Die Vielzahl der sehr interessanten und qualifizierten Bewerbungen hat uns wieder einmal überrascht. Die Auswahl aus den vielen Bewerbungen ist uns äußerst schwer gefallen. Leider konnten wir Ihnen keine Gelegenheit zu einem persönlichen Gespräch geben. Wir bitten dafür um Ihr Verständnis. Wir hoffen, dass sich die gesellschaftlichen Verhältnisse, die eine solche Bewerbungsflut auslösen, bald ändern mögen. Gleichzeit sind wir unsicher, ob dies realistisch ist.

Auch ohne dass wir uns persönlich kennen lernen konnten wünsche wir Ihnen für Ihren weiteren beruflichen Werdegang viel Erfolg und alles Gute!

Mit aufrichtigen Grüßen
XXX
Geschäftsführer

an katasun

Jemand schrieb uns grade: „Warum heiratet Ihr denn nicht, dann wäre doch Euer Problem gelöst und was habt Ihr denn studiert, das Ihr keine Arbeit bekommt?
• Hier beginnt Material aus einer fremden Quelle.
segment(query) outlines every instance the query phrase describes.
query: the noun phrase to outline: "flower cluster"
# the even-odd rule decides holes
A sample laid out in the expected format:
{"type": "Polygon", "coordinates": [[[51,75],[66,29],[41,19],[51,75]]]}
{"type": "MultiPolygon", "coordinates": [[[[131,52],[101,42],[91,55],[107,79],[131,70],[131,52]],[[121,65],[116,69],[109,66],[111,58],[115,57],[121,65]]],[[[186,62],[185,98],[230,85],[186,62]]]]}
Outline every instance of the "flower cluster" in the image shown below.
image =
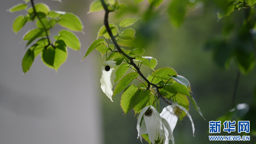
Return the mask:
{"type": "MultiPolygon", "coordinates": [[[[100,87],[112,101],[113,91],[112,89],[115,84],[116,75],[114,71],[116,62],[106,61],[101,69],[100,87]]],[[[193,135],[195,127],[191,116],[188,110],[180,106],[177,102],[174,102],[164,108],[159,114],[152,105],[143,108],[139,116],[137,123],[138,137],[142,142],[142,134],[148,134],[148,139],[153,144],[168,144],[169,140],[174,144],[173,135],[179,116],[184,112],[187,114],[191,121],[193,135]]]]}
{"type": "Polygon", "coordinates": [[[186,108],[175,102],[164,108],[160,114],[152,106],[143,108],[137,123],[137,138],[139,137],[142,142],[142,134],[148,134],[149,140],[153,144],[168,144],[171,140],[174,144],[173,130],[182,111],[187,114],[191,121],[194,135],[195,127],[191,116],[186,108]]]}
{"type": "Polygon", "coordinates": [[[100,78],[101,85],[100,87],[103,92],[112,102],[113,91],[112,89],[115,85],[115,79],[116,79],[116,74],[114,70],[116,63],[115,61],[105,61],[101,68],[101,78],[100,78]]]}

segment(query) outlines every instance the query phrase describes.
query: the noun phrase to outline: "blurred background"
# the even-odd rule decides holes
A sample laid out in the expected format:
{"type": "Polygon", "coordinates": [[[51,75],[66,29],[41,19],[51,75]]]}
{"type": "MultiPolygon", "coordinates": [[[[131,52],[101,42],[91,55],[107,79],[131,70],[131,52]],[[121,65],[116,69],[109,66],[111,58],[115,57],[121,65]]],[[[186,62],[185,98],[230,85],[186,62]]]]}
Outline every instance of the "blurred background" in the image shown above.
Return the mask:
{"type": "MultiPolygon", "coordinates": [[[[250,106],[249,112],[239,118],[250,121],[251,132],[248,134],[250,140],[210,141],[208,137],[209,122],[225,116],[234,107],[231,103],[238,68],[232,59],[228,68],[218,66],[214,60],[214,53],[206,50],[205,45],[209,40],[223,35],[227,23],[242,23],[244,10],[235,11],[228,17],[219,20],[218,5],[209,1],[189,1],[193,6],[188,7],[184,21],[177,28],[167,14],[171,1],[165,1],[157,9],[146,1],[136,5],[132,0],[120,1],[127,4],[128,12],[111,13],[109,22],[118,24],[125,18],[141,18],[131,27],[136,32],[136,47],[145,50],[144,56],[158,60],[155,69],[172,67],[189,81],[193,96],[206,119],[190,104],[189,112],[195,124],[195,136],[186,116],[178,122],[174,130],[175,143],[256,143],[255,69],[239,78],[235,100],[235,105],[245,103],[250,106]]],[[[76,15],[83,22],[85,34],[76,33],[82,44],[80,52],[68,50],[67,61],[56,73],[45,67],[38,57],[25,74],[21,66],[26,44],[22,36],[35,24],[28,23],[14,33],[12,22],[22,12],[12,13],[6,10],[23,1],[1,2],[0,144],[140,143],[137,139],[137,116],[134,112],[124,115],[120,105],[121,94],[115,96],[112,102],[100,88],[104,58],[95,51],[80,61],[103,25],[104,12],[86,14],[92,1],[35,1],[45,3],[52,10],[76,15]]],[[[55,27],[51,31],[52,36],[62,28],[55,27]]],[[[147,68],[142,69],[145,75],[152,71],[147,68]]],[[[160,109],[166,106],[161,103],[160,109]]],[[[222,131],[213,135],[228,134],[222,131]]]]}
Schöne Grüße, Katasun“

Bemerkung: Katasun hat seine Zeilen als Kommentar auf der über-uns-Seite hinterlassen. Für diesen Bereich möchten wir aber keine Kommentarfunktion freigeben, deshalb steht die Frage jetzt hier und die Kommentarfunktion der über-uns-seite ist deaktiviert.

Antwort: Wir haben Geistes- und Sozialwissenschaften studiert. Welches Problem meinst du, würde eine Heirat lösen – die Arbeitslosigkeit bestimmt nicht.